Despite proliferation concerns, Rademaker expects Iran to receive support in New York from non-nuclear states who oppose giving up the right to high technology. A number of non-nuclear states also use treaty review conferences to press the five major nuclear powers to honor commitments to reduce their nuclear stockpiles.
Rademaker told the U.S. Congress last week that the U.S. disarmament record was excellent and that Washington planned no major concessions to induce cooperation on nonproliferation matters. "This notion that the United States needs to make concessions in order to encourage the preservation of the nuclear nonproliferation regime is, I believe, at best a misguided way to think about the problems confronting us," he said. "Basically, it establishes a rationalization for Iran's noncompliance."

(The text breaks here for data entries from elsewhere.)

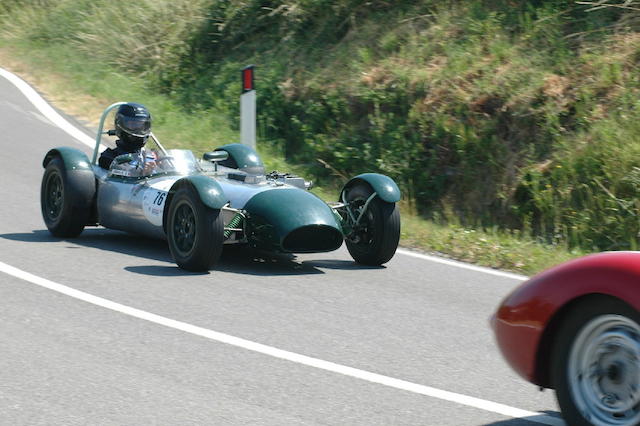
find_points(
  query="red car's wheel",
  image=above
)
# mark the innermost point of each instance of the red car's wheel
(596, 364)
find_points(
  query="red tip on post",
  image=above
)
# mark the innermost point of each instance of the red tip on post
(247, 78)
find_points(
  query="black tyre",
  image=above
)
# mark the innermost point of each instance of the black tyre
(195, 232)
(375, 240)
(596, 364)
(64, 215)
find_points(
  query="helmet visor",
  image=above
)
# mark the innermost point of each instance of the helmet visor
(136, 126)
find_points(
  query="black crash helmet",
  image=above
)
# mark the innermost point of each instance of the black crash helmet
(133, 124)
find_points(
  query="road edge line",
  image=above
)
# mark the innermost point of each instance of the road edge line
(469, 401)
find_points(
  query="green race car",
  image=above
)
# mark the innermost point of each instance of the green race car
(199, 205)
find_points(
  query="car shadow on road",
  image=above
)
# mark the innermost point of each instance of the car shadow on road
(528, 421)
(235, 259)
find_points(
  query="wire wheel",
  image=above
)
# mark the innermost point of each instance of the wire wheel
(374, 238)
(195, 232)
(184, 229)
(65, 199)
(53, 196)
(604, 371)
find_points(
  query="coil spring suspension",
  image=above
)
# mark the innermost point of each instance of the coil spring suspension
(233, 223)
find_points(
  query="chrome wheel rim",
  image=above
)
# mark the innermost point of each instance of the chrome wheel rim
(184, 228)
(604, 371)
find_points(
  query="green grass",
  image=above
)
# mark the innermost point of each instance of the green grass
(514, 128)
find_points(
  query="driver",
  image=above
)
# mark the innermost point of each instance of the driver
(133, 126)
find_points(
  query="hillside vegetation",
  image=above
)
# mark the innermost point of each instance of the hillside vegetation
(508, 114)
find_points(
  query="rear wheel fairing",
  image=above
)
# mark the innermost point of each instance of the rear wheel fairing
(292, 220)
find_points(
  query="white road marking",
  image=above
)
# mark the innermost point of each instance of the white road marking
(463, 265)
(469, 401)
(46, 110)
(481, 404)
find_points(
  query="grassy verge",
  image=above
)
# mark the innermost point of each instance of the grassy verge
(83, 89)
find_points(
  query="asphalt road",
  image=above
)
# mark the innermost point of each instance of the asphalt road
(66, 361)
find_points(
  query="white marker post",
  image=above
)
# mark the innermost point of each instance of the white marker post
(248, 109)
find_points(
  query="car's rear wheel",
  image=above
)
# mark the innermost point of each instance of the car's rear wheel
(596, 364)
(195, 232)
(374, 239)
(62, 217)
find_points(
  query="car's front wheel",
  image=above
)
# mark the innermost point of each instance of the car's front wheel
(63, 217)
(195, 232)
(596, 364)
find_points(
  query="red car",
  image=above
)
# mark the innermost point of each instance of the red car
(575, 328)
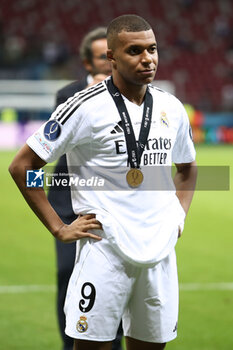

The United States has reduced its nuclear stockpile by more than 13,000 weapons since 1988. But the United States and Russia between them have 28,000 nuclear warheads. Causing new concerns are requests by the Bush administration for funding to research new kinds of nuclear weapons.
Charles Ferguson, an expert on nuclear arms at the independent Council on Foreign Relations, says the administration needs to take further steps to reduce its nuclear arsenal as a confidence-building measure.
"We need to decide exactly how many weapons do we really need and find a way to adjust our nuclear posture so it doesn't look threatening to Russia, doesn't look threatening to China. We still maintain a nuclear deterrent posture and we also take a new look at how the path we're going down to possible new nuclear weapons may affect other nations."
Just days before the treaty review conference at the United Nations, there remained no consensus on the agenda. This week will be dominated by speeches from top UN officials and high-level delegates. It was not immediately clear when U.S. Secretary of State Condoleezza Rice would attend the conference.